O Open Syllabus, informa ainda, que, o livro Pedagogia do oprimidoé requisitado em 1.021 ementas de universidades e faculdades dos EUA. Não é pouca coisa: fica à frente de clássicos como Rei Lear, de Shakespeare; Moby Dick, de Herman Melville; e O Banquete, de Platão.

Outra pesquisa realizada pelo professor associado Elliott Green, da London School of Economics analisou as obras mais citadas na língua inglesa, trabalhos disponíveis na Google Scholar (ferramenta de pesquisa dedicada à literatura acadêmica, criada em 2004, que é desde então uma referência crescente para pesquisas) e constatou que Pedagogia do Oprimidoé o terceiro livro mais citado mundialmente na área das Ciências Sociais.

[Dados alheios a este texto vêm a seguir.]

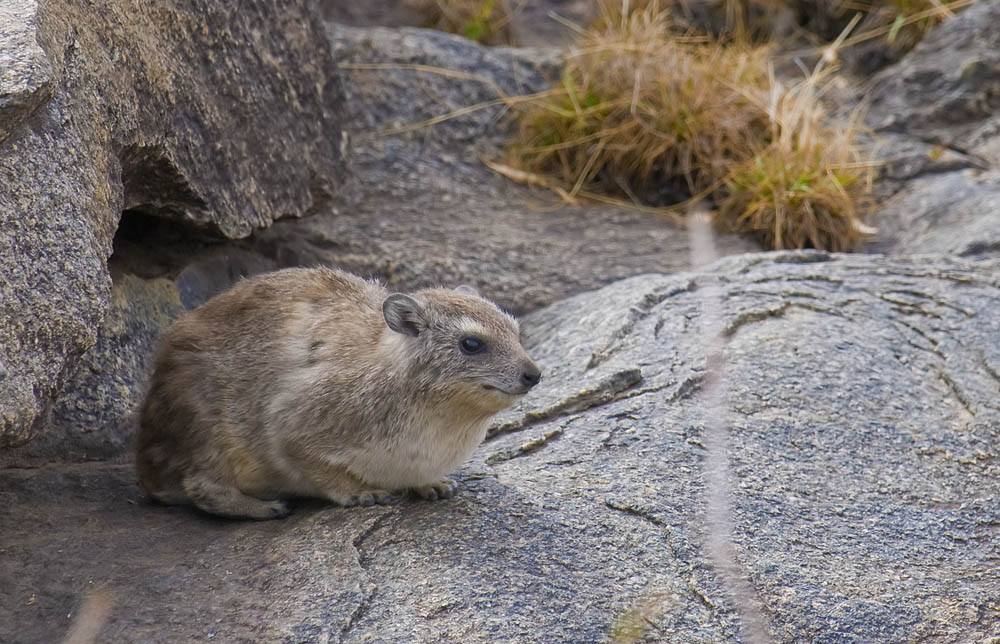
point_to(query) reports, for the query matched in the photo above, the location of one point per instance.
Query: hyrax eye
(470, 345)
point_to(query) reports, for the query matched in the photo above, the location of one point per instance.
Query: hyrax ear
(404, 314)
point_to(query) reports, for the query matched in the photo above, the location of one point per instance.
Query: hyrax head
(462, 346)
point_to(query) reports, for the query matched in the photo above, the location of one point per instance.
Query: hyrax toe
(365, 498)
(443, 489)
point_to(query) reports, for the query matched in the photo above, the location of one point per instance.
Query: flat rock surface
(863, 424)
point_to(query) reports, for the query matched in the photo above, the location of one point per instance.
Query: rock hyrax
(314, 382)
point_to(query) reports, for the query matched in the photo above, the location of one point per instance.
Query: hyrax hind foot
(227, 501)
(443, 489)
(364, 497)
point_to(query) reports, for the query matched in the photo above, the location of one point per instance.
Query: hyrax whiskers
(314, 382)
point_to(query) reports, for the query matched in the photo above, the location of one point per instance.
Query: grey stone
(25, 73)
(863, 423)
(944, 91)
(218, 117)
(938, 135)
(952, 212)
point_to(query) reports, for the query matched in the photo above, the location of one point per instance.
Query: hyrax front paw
(277, 510)
(443, 489)
(367, 497)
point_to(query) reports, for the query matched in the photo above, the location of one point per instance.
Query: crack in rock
(607, 391)
(367, 586)
(530, 447)
(637, 313)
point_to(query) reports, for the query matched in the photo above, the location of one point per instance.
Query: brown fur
(314, 382)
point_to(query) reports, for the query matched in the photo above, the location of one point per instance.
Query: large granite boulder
(863, 424)
(935, 114)
(422, 207)
(218, 116)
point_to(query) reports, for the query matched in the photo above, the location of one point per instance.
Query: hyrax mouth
(504, 391)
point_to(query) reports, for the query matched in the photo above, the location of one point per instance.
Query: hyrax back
(314, 382)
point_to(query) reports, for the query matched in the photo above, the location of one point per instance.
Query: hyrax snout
(314, 382)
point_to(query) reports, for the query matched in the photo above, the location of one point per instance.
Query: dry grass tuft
(640, 107)
(806, 186)
(485, 21)
(637, 104)
(902, 23)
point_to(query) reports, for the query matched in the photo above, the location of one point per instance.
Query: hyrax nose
(530, 376)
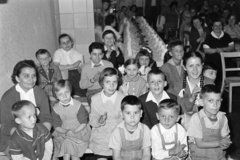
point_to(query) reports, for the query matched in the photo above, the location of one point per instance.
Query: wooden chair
(229, 82)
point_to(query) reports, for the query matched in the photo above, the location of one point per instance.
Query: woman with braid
(193, 81)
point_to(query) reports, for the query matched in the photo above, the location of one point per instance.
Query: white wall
(25, 27)
(77, 20)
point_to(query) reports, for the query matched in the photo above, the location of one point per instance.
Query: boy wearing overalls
(208, 128)
(131, 139)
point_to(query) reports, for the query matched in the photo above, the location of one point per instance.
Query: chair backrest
(224, 69)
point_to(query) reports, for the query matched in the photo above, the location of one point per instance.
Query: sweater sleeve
(83, 115)
(43, 104)
(57, 122)
(7, 120)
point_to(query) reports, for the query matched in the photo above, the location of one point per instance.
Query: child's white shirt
(158, 151)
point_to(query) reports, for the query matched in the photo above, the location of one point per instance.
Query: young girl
(192, 83)
(105, 113)
(133, 83)
(173, 68)
(145, 61)
(70, 120)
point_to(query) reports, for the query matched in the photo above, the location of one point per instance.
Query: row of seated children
(117, 131)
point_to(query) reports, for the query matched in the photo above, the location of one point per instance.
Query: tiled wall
(77, 20)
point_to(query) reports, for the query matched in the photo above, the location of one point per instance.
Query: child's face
(131, 115)
(66, 43)
(27, 118)
(177, 52)
(211, 104)
(156, 84)
(167, 117)
(109, 39)
(96, 56)
(144, 60)
(64, 95)
(132, 70)
(27, 78)
(194, 67)
(210, 73)
(44, 59)
(110, 84)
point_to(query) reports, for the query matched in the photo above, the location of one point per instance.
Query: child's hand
(102, 118)
(70, 133)
(176, 149)
(76, 64)
(225, 143)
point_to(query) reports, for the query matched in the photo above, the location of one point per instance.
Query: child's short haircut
(57, 86)
(17, 107)
(145, 51)
(209, 88)
(109, 71)
(108, 32)
(155, 71)
(42, 52)
(64, 35)
(131, 100)
(207, 66)
(131, 61)
(169, 104)
(95, 45)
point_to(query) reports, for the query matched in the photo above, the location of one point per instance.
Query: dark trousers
(74, 77)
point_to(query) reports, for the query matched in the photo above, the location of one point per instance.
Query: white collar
(190, 86)
(66, 51)
(215, 36)
(29, 95)
(92, 64)
(105, 98)
(69, 103)
(150, 97)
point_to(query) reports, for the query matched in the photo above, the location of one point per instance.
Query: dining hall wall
(25, 27)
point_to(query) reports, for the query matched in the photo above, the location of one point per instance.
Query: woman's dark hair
(95, 45)
(108, 32)
(19, 66)
(173, 3)
(110, 19)
(109, 71)
(230, 15)
(186, 57)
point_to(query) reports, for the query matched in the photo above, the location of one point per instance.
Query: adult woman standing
(24, 78)
(232, 28)
(197, 34)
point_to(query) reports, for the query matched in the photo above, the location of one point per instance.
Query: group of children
(131, 116)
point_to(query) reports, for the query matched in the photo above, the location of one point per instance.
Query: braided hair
(185, 59)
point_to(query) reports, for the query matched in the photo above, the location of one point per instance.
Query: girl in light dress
(70, 121)
(193, 81)
(105, 113)
(133, 83)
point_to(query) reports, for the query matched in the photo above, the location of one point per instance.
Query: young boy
(112, 52)
(150, 100)
(48, 73)
(31, 140)
(210, 71)
(208, 129)
(169, 139)
(131, 139)
(91, 70)
(70, 63)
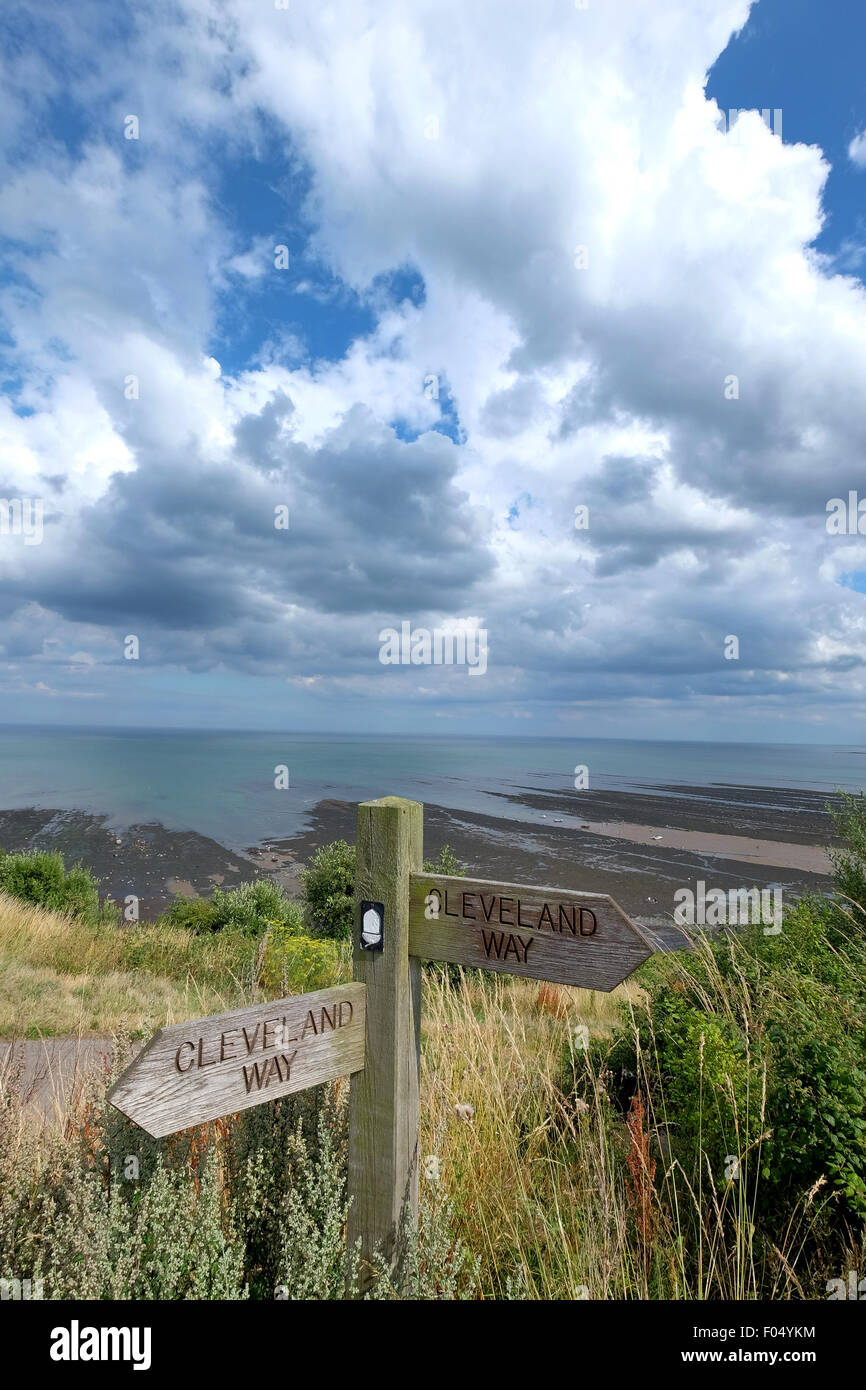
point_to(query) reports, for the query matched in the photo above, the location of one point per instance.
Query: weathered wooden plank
(195, 1072)
(384, 1098)
(541, 933)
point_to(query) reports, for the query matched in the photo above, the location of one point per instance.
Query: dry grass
(59, 976)
(535, 1184)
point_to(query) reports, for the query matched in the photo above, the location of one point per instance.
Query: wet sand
(638, 847)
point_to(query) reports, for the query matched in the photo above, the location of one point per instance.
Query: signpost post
(371, 1029)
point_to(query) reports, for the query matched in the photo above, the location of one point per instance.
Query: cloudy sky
(434, 274)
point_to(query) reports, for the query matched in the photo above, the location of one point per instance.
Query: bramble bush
(328, 890)
(42, 879)
(246, 909)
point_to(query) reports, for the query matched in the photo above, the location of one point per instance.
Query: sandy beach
(640, 848)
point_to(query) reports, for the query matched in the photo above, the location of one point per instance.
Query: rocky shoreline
(638, 847)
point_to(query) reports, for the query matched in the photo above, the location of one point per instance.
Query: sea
(243, 788)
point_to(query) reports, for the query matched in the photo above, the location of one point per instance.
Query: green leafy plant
(42, 879)
(328, 890)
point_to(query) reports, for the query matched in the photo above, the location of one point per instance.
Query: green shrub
(246, 909)
(328, 890)
(293, 963)
(193, 913)
(41, 879)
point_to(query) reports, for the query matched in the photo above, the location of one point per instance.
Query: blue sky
(435, 381)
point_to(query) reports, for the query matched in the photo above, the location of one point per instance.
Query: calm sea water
(221, 784)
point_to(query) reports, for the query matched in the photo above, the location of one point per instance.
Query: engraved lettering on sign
(263, 1037)
(565, 936)
(192, 1072)
(502, 944)
(565, 918)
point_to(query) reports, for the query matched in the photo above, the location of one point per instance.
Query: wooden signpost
(371, 1029)
(542, 933)
(195, 1072)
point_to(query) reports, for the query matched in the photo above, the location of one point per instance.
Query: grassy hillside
(63, 976)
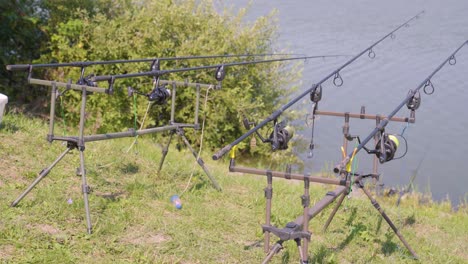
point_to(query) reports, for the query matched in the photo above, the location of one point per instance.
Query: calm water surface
(439, 136)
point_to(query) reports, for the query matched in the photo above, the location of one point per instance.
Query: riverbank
(135, 222)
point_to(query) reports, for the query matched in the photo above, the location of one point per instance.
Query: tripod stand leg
(85, 189)
(390, 223)
(274, 250)
(199, 160)
(42, 174)
(165, 150)
(330, 218)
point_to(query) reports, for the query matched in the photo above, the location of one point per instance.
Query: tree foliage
(148, 29)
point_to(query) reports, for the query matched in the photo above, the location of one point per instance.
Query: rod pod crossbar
(22, 67)
(335, 73)
(78, 142)
(297, 230)
(158, 73)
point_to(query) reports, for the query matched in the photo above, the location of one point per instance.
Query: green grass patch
(134, 221)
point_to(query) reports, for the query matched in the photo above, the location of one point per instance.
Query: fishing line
(141, 126)
(201, 139)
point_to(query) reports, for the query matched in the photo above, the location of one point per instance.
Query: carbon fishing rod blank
(337, 81)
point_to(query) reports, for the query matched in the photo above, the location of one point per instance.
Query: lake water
(439, 137)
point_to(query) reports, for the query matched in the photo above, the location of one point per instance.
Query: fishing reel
(280, 136)
(159, 95)
(385, 148)
(87, 81)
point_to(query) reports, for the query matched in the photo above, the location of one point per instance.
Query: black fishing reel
(159, 95)
(385, 148)
(87, 81)
(280, 136)
(415, 100)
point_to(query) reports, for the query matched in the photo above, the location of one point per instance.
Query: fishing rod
(220, 73)
(337, 81)
(412, 101)
(81, 64)
(159, 93)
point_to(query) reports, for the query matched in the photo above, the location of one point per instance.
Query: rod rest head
(290, 232)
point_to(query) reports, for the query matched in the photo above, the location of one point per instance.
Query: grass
(134, 221)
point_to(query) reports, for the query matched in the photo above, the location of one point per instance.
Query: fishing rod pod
(280, 136)
(83, 64)
(337, 80)
(409, 98)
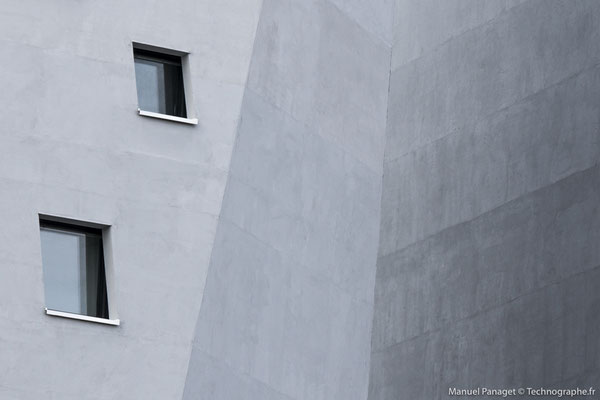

Segundo ele, Paulo Freire é citado 72.359 vezes, atrás apenas do filósofo americano Thomas Kuhn (81.311) e do sociólogo, também americano, Everett Rogers (72.780). Ele é mais referido do que pensadores como Michel Foucault (60.700) e Karl Marx (40.237).

Enfim, em 2016, duas pesquisas demonstram o impacto da obra de Paulo Freire, a nível mundial, o consagrando como um dos maiores e mais importantes pensadores do mundo atual.

Não há como duvidar, que, a Pedagogia do Oprimido é uma referência constante em estudos na área das ciências humanas, desde o seu lançamento na língua inglesa, nos EEUU, em 1970 e no Brasil, em 1974. Livro-base, fundamental para a compreensão de seu pensamento progressista, que contém os princípios básicos de toda a sua obra pedagógica, de sua teoria ético-político-antropológico-libertadora, que abarca o estudo do que viria a ser atual muitos anos depois, até hoje.

A visão de totalidade e de uma (certa) certeza da interdisciplinaridade do conhecimento do ser humano, sua história, cultura e saber, permitiu por sua genialidade que pudéssemos afirmar sua atualidade, saber e presença no mundo, mesmo que, fisicamente, 20 anos sem ele.


Fontes:

http://www.hypeness.com.br/2016/06/paulo-freire-e-terceiro-teorico-mais-citado-em-trabalhos-academicos-no-mundo/

https://www.nexojornal.com.br/expresso/2016/06/04/Paulo-Freire-%C3%A9-o-terceiro-pensador-mais-citado-em-trabalhos-pelo-mundo .


[1] Doutora em Educação, pela UNIVERSIDADE CATÓLICA DE SP.

Viúva e responsevel por parte da obra de Paulo Freire

[2] Esse apelido, que no Brasil significa, o nome caseiro e amoroso dado às crianças, o tenho desde a mais tenra idade.

[3] Aproveitei e fui sosinha conhecer a Santiago de Compostela, Ávila, Segóvia, aumentando o meu conhecimento por este fascinante país.

[4] Neste exato momento ouço a noticia de um atirador, em Las Vegas, que matou 59 pessoas e feriu mais de 500, sem nenhum motivo conhecido, em 2 de outubro de 2017.